7. **Database_7_UNHCR_Surge_Records.csv**
   - UNHCR surge roster records
   - Variables: deployment_id, date, location, languages, duration, interpreters
   - Temporal coverage: 2015-2024

8. **Database_8_Validation_Cases.csv**
   - Validation cases for model evaluation
   - Variables: event_name, date, location, disaster_type, languages_needed, translation_delay, affected_population
   - 45 cases from 2018-2024

### Processed Data Files

1. **tdsi_country_aggregate.csv**
   - Country-level TDSI aggregation
   - Variables: country, iso3, belt, tdsi_country_mean, tdsi_country_median, language_count

2. **country_iso3_mapping.csv**
   - Mapping between country names and ISO3 codes
   - Variables: Primary_Country, ISO3

3. **Top_150_Languages_Investment_Priority.csv**
   - Priority language list for pre-disaster translation investment
   - Variables: Rank, Language_Name, ISO_639_3, Speakers, Primary_Country, Region, Climate_Risk_Score, Language_Density_Score, Translation_Availability, TDSI_Score, Investment_Priority, Recommended_Investment

## Usage Notes

1. All scripts are written in Python 3.9+ and require standard scientific Python libraries (pandas, numpy, scipy, matplotlib, seaborn).
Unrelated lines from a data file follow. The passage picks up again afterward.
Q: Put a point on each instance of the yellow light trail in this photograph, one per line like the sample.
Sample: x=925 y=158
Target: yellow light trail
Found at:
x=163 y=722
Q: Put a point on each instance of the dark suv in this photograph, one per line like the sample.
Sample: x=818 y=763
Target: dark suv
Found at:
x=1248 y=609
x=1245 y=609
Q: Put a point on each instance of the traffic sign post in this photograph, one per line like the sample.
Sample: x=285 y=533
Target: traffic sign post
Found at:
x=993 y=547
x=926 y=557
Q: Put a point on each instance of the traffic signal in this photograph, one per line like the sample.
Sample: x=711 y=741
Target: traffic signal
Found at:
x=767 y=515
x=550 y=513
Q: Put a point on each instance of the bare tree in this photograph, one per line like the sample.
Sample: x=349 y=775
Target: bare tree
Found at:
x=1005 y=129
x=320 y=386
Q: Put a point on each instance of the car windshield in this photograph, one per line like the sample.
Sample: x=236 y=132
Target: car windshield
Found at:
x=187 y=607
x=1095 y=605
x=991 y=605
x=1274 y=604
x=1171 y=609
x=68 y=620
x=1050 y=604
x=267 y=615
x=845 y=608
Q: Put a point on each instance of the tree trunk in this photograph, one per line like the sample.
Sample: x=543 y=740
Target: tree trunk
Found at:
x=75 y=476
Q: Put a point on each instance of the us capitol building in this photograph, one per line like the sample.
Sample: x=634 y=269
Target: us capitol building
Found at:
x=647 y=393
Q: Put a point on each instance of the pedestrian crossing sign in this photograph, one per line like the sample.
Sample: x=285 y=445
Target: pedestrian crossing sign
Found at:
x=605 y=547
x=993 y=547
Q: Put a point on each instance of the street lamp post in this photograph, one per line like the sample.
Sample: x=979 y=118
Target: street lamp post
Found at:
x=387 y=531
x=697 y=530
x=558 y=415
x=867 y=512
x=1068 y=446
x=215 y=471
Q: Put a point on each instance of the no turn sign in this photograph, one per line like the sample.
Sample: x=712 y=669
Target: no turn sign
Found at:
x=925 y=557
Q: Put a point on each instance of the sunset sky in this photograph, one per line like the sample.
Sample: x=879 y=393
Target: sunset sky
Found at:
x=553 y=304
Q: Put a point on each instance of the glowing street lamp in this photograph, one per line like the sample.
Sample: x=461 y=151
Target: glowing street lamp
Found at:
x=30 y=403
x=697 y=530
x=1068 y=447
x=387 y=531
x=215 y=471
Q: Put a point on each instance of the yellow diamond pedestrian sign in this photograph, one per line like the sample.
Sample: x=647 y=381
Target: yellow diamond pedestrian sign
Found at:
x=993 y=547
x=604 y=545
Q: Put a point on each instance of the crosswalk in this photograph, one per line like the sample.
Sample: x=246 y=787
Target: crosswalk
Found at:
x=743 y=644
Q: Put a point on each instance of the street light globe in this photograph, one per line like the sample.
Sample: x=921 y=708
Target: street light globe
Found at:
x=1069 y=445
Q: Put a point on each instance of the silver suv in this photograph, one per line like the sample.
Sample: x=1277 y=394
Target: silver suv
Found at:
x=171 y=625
2. The complete analysis pipeline can be reproduced by running the scripts in the `analysis_code` directory in numerical order.

3. Monte Carlo calculationss are computationally intensive and may require several hours to complete on standard hardware.

4. All geographic data uses the WGS84 coordinate reference system.

## Citation

If you use this dataset in your research, please cite:

```
Author(s). (2025). Cartographies of Silence: Mapping and Quantifying Translation Deserts in Global Climate-Risk Zones. Target, XX(X), XXX-XXX. https://doi.org/10.XXXX/XXXXX
```

And the dataset:

```
Author(s). (2025). Dataset for: Cartographies of Silence: Mapping and Quantifying Translation Deserts in Global Climate-Risk Zones [Data set]. Harvard Dataverse. https://doi.org/10.7910/DVN/MY4XSD
```

## Contact

For questions regarding this dataset, please contact the corresponding author at: [email protected]

## License

This dataset is licensed under a Creative Commons Attribution 4.0 International License (CC-BY 4.0).